All formats include package names, versions, and [PURLs](https://github.com/package-url/purl-spec). CycloneDX output includes vulnerability data with severity ratings; SPDX output includes license declarations and dependency relationships.

## Exit Codes

| Code | Meaning |
|------|---------|
| 0 | All packages healthy (or no `--fail-on` specified) |
| 1 | Failed due to `--fail-on` condition met |
| 2 | Error during scanning |

## Screenshots

<!-- Screenshots coming soon! -->

*Placeholder — screenshots will be added after first release.*

## How It Works

1. **Discovery** — `depcheck` looks for `requirements.txt`, `pyproject.toml`, or `Pipfile` in your project directory
2. **Parsing** — Extracts package names and version specifiers
3. **PyPI Lookup** — Queries the PyPI JSON API for each package to get latest versions, release dates, yanked status, and license metadata
4. **Vulnerability Check** — Queries the [OSV.dev API](https://osv.dev) for known vulnerabilities affecting each package version
5. **License Classification** — Normalizes license identifiers to SPDX IDs, classifies them into categories (permissive, copyleft, restricted, public domain), and checks against your compliance policy
6. **Report** — Displays a rich, color-coded summary table with license compliance status

## Contributing

Contributions are welcome!
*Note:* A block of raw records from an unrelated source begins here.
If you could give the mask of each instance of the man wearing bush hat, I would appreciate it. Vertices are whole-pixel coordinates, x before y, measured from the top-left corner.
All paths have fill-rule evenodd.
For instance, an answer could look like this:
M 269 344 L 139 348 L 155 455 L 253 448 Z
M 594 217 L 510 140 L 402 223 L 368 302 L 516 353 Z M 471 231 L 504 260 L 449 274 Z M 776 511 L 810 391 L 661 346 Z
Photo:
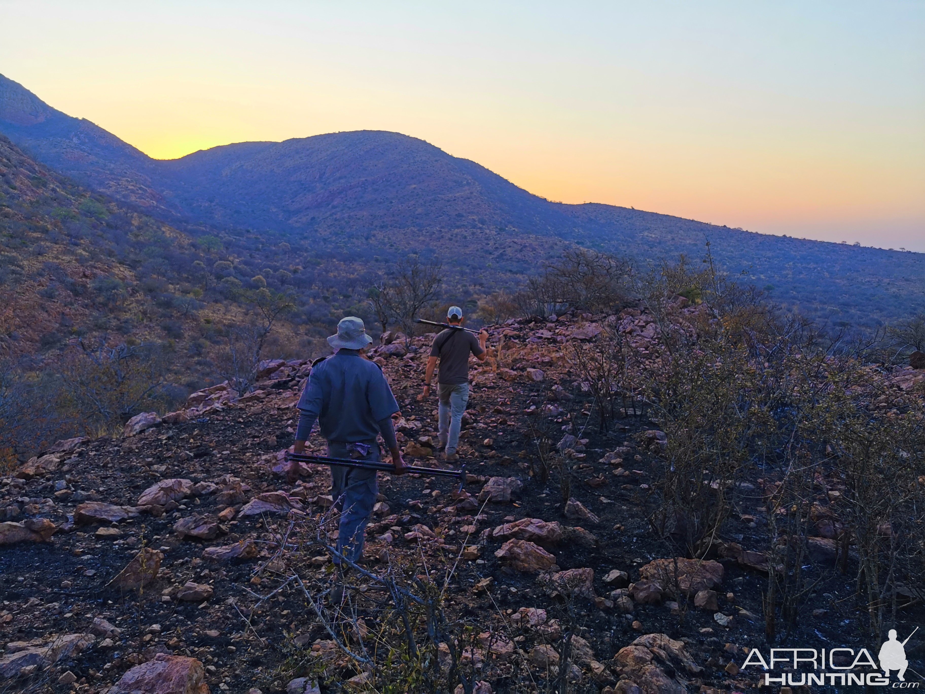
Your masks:
M 445 459 L 452 462 L 459 460 L 456 446 L 462 428 L 462 415 L 469 402 L 469 354 L 485 361 L 488 354 L 485 349 L 488 333 L 482 330 L 476 340 L 471 332 L 463 330 L 462 309 L 459 306 L 449 308 L 447 321 L 452 328 L 434 338 L 424 376 L 424 392 L 417 399 L 423 401 L 430 395 L 430 379 L 434 378 L 434 368 L 439 359 L 440 371 L 437 377 L 439 440 L 440 446 L 446 447 Z
M 312 366 L 305 390 L 297 405 L 299 428 L 294 452 L 305 450 L 305 440 L 315 420 L 327 440 L 327 455 L 333 458 L 378 461 L 382 439 L 392 455 L 395 472 L 404 472 L 391 416 L 398 403 L 382 369 L 364 357 L 373 340 L 363 320 L 349 316 L 338 324 L 338 334 L 327 338 L 335 353 Z M 331 465 L 331 496 L 340 510 L 338 551 L 356 562 L 363 554 L 364 533 L 378 494 L 376 471 Z M 339 561 L 335 559 L 335 564 Z M 340 593 L 342 595 L 342 592 Z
Here's how you can help:

1. **Fork** the repository at [github.com/jlaportebot/depcheck](https://github.com/jlaportebot/depcheck)
2. **Create** a feature branch (`git checkout -b feature/amazing-feature`)
3. **Commit** your changes (`git commit -m 'Add amazing feature'`)
4. **Push** to the branch (`git push origin feature/amazing-feature`)
5. **Open** a Pull Request

### Development setup

```bash
git clone https://github.com/jlaportebot/depcheck.git
cd depcheck
pip install -e ".[dev]"
```

### Running tests

```bash
pytest
```

### Code style

This project uses [Ruff](https://docs.astral.sh/ruff/) for linting and formatting.

```bash
ruff check .
ruff format .
```

## License

This project is licensed under the MIT License — see the [LICENSE](LICENSE) file for details.